Lors d'un voyage scolaire en Allemagne, un jeune professeur de lettres découvre, au camp concentrationnaire de Buchenwald, la photographie d'un prisonnier dont la ressemblance avec son père le stupéfie, avant de l'interroger, puis de l'obséder. Dorénavant, impossible de vivre dans la sérénité ; fouiller le passé familial devient pour lui une obsession vitale, d'autant que son grand-père paternel est loin de lui ressembler. Désormais, seul la vérité pourra le rasséréner, même si pour cela, il devra pénétrer les méandres visqueux de l’impensable, tous ces chemins de la médiocrité qui ont trop vite fait de transformer des hommes ou des femmes, quand l’occasion se présente, en pervers impitoyables.

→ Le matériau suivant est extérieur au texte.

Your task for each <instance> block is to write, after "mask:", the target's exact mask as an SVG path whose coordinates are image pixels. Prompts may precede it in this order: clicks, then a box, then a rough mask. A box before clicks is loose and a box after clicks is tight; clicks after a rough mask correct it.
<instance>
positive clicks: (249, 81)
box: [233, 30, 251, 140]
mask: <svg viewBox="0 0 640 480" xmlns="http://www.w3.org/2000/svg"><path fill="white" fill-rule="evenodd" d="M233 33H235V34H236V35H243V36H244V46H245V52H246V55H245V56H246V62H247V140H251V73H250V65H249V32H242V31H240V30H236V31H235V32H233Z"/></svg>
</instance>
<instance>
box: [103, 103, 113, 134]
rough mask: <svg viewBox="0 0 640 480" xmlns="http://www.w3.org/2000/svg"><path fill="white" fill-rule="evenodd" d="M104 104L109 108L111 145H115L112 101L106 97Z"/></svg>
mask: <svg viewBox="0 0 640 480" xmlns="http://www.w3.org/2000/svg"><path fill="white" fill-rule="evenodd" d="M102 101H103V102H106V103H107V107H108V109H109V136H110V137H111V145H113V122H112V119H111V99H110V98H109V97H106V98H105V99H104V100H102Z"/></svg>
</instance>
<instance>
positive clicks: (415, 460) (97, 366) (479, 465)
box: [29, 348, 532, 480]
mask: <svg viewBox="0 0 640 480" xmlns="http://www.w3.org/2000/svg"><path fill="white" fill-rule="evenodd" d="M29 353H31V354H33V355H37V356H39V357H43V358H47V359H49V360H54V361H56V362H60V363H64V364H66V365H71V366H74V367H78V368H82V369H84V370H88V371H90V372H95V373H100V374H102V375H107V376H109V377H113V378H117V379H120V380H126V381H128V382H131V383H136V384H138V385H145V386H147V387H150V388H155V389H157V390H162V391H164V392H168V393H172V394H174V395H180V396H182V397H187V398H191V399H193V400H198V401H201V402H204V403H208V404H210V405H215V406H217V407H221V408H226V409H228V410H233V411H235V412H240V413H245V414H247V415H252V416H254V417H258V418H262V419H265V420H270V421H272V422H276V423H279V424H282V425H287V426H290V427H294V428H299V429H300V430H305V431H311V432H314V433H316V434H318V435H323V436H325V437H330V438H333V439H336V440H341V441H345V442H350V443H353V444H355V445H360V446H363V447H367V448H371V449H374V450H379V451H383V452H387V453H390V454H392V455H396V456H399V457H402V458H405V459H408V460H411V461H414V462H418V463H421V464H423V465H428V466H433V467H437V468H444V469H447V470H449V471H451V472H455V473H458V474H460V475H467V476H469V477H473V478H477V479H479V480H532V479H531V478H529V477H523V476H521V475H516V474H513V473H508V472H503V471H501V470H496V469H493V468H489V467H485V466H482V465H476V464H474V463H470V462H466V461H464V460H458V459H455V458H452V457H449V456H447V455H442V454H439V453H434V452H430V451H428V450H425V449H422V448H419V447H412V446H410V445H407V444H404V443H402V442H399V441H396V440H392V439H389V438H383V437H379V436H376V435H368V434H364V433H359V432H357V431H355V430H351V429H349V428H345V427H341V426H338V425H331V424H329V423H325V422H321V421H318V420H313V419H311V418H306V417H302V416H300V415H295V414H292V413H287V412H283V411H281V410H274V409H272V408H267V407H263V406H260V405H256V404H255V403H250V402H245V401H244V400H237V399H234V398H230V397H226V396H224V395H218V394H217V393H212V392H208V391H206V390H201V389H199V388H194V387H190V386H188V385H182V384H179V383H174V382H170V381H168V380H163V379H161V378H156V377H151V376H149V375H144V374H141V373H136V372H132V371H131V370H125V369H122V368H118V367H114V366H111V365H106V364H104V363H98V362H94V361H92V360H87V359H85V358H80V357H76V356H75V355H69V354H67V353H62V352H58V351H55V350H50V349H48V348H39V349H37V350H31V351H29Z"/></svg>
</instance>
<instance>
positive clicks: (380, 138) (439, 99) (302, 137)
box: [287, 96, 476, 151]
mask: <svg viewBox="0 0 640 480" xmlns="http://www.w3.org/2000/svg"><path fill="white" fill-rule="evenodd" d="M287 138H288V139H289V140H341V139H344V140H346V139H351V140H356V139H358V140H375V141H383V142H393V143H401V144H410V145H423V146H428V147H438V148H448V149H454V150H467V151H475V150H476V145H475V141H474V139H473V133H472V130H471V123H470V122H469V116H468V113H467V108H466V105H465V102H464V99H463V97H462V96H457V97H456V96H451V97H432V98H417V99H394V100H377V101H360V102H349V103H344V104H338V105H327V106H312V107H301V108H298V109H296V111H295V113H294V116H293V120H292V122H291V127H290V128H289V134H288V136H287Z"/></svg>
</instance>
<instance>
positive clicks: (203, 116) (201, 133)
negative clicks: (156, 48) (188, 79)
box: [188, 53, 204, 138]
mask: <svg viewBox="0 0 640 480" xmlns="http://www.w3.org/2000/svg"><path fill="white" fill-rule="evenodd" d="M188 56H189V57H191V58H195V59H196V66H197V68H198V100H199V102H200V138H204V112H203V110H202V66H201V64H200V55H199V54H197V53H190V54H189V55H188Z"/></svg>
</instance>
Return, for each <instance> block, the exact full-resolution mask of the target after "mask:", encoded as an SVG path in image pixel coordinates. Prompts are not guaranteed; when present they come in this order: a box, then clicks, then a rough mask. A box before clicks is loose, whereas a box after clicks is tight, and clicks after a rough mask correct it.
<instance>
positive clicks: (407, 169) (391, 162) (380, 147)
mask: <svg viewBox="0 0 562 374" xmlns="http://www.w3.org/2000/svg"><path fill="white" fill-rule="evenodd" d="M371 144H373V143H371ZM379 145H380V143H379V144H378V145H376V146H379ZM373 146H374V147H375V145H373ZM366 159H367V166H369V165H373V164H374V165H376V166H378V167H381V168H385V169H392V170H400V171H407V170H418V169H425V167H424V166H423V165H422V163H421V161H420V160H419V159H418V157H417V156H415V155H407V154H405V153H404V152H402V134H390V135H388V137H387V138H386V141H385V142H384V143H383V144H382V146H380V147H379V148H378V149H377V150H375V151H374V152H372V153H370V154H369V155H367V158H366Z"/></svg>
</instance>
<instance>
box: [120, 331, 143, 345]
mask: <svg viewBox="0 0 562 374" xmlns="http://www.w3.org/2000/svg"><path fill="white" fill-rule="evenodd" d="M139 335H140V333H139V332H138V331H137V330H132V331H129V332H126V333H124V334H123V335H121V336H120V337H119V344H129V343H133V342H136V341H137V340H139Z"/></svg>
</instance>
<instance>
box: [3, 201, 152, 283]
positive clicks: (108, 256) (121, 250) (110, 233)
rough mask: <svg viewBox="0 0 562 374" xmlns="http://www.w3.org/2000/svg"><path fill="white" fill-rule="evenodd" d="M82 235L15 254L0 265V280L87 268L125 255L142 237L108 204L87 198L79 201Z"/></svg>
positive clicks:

Avec l'exhumation de ce secret de famille, Fabrice Humbert plonge au coeur de l’innommable. Depuis son enfance, son personnage principal est hanté par la peur et la violence. Leur origine respective est-elle tapie dans les silences assourdissants de son père ? Comme s'il pressentait tout jeune une mystification dont il est la victime, un lourd tombereau de non-dits. Lesquels en s'immisçant, par vagues incessantes dans le corps et l'esprit, alimentent ses nuits de cauchemars. Sa quête devra soulever de pesantes barrières familiales, et braver les interdits.
Fabrice Humbert écrit, d'une plume soignée et intelligente, un roman sur le Mal absolu et sur la Shoah. Délicate et dangereuse ambition, car raconter et autopsier cette monstrueuse cruauté demande un certain doigté, ce sujet brûlant ne supporte pas l'amateurisme, il ne permet pas de dire n'importe quoi. Et l'auteur, grâce à la prudence qui convient, réussit un roman protéiforme en jouant sur divers registres, qu'il soit mythologique, historique ou poétique, toujours ils participent à illustrer une vision de ce mal intérieur, que chacun de nous pourrait laisser éclater à la face du monde. S'il y a une chose qui sous-tend tout cela, c'est que tous ces monstres qui ont défigurer le visage de l'humanité étaient des humains comme vous et moi. Des hommes que les circonstances ont propulsé sur le devant de la scène et où leur frustration a pu se libérer dans une noirceur abominable. Gardons en mémoire que toute forme de dictature permet l'affranchissement de notre intelligence animale sadique et perverse, comme une sorte d'ensauvagement autorisé par l'état : le couple Koch, Karl et Ilse, ou plus encore Martin Sommer, le bourreau du bunker de Buchenwald, en forment de terribles exemples.
Afin de décortiquer les racines de la tyrannie et de donner plus de force à son propos, Fabrice Humbert invite dans ses réflexions Goethe, Hannah Arendt, Antonin Artaud ou Ronsard.
L'origine de la violence est un roman audacieux, à la fois personnel et universel qui ose explorer la face cachée de l'Homme. Un grand livre.